I shake him off. “I’m fine, Nick. Really.
” Chewing my bottom lip, I continue, admitting what has me the most worried.
“But Nick, there's a lot of truth in the article.
They've only replaced Carisa's name with mine and substituted a positive pregnancy test for a negative one. Doesn’t it scare you how close they are to the truth?”
"I’d be lying if I said it didn’t. I'm going to do my best to protect Carisa too, but protecting you will be my priority. If it means exposing myself and Carisa to judgment, so be it. I will not let the tabloids ruin you."
"Nor will I allow them to ruin you either. Nick, I want to tell my story publicly.”
“What?” With worried eyes, Nick stares at me, slowly shaking his head. “No. No, Willa. You don’t need to do this. You don’t need to open yourself up like that. I know how painful your miscarriage was. I don’t want you to sacrifice yourself to help me. Not again.”
“Sharing my story wouldn't only be helping you, Nick. I'd be helping myself too, and I’d be helping all the other women who have navigated losing a pregnancy. It’s a lonely road. I’m strong enough now that I’d like to help others.

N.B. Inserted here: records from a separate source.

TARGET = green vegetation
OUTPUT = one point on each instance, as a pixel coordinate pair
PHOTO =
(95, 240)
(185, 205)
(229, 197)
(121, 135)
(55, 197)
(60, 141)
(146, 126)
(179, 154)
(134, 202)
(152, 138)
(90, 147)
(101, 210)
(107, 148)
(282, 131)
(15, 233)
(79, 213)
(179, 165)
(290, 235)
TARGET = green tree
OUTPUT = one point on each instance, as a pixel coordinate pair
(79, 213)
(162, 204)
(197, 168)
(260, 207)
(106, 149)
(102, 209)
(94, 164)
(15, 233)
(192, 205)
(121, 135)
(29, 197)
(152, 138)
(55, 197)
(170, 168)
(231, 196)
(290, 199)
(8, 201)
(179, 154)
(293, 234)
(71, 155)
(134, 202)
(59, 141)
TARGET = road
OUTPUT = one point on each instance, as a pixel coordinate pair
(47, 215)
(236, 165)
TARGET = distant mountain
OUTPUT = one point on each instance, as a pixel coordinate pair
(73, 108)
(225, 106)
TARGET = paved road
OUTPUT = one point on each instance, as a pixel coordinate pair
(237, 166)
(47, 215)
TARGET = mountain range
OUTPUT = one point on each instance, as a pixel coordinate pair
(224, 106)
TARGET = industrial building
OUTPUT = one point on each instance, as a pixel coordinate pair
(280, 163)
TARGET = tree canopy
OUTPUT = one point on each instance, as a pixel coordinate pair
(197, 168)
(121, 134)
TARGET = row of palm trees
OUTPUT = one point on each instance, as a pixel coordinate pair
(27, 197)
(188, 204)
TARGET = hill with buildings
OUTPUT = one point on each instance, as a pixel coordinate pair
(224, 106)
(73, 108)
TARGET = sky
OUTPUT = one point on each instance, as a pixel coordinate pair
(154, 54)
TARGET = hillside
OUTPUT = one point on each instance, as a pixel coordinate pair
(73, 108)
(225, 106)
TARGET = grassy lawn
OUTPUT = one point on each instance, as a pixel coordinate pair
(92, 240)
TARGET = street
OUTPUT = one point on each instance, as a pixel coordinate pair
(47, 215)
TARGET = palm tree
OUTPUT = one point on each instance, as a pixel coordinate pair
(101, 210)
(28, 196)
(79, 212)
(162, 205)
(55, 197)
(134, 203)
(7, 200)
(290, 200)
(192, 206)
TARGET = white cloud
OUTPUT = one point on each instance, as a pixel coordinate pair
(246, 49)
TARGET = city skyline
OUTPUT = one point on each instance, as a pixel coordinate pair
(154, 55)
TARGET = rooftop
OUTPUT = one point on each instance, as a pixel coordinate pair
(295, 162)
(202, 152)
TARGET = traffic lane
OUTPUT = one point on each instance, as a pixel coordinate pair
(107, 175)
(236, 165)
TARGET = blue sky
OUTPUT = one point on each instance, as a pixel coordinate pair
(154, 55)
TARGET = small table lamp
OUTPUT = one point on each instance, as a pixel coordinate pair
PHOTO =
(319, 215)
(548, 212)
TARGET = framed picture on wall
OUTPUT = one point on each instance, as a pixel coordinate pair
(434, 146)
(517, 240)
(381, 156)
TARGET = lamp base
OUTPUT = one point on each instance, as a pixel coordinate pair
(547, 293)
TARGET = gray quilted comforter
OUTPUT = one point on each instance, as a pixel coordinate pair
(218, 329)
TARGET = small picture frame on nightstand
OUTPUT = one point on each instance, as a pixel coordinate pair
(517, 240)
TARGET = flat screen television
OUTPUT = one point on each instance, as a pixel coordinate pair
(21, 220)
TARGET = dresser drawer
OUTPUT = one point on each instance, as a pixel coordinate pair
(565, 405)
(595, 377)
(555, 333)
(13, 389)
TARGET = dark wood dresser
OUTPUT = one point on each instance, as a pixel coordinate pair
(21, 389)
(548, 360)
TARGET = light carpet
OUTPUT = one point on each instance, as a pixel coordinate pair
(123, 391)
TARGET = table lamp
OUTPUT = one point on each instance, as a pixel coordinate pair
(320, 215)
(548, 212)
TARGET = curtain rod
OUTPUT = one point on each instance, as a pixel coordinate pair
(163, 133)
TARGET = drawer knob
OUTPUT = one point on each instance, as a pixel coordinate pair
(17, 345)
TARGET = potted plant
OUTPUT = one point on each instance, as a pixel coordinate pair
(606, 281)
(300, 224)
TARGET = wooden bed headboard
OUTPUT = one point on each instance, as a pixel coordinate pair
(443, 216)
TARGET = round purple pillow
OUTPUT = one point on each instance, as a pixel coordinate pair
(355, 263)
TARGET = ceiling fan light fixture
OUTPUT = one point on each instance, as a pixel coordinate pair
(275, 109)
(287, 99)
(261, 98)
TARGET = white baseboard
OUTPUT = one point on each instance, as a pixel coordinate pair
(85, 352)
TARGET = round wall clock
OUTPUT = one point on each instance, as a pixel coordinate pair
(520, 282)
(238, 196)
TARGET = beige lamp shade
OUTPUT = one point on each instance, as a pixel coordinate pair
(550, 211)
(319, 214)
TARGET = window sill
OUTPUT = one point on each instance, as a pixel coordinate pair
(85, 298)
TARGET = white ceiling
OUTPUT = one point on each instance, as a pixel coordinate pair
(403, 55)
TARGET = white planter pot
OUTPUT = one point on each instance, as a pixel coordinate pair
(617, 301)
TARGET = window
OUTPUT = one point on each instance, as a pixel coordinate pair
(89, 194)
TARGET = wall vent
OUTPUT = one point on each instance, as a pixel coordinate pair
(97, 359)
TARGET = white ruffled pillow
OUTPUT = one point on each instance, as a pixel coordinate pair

” I cup his cheek in my hand. “Your love has given me the strength and confidence to do this. Moreover, I want to do this.”
Sitting back, Nick rakes his eyes over my face. "So, you've decided then?"
"I have."
His fingers slide to my neck as he presses his forehead against mine. I close my eyes, a sense of peace washing over me.
Telling my mother was the first step. But now I’m ready to tell the world.
“I'll be there to support you every step of the way. I’m so fucking proud of you, Willa.”
And for the first time in a long time, I’m proud of myself too.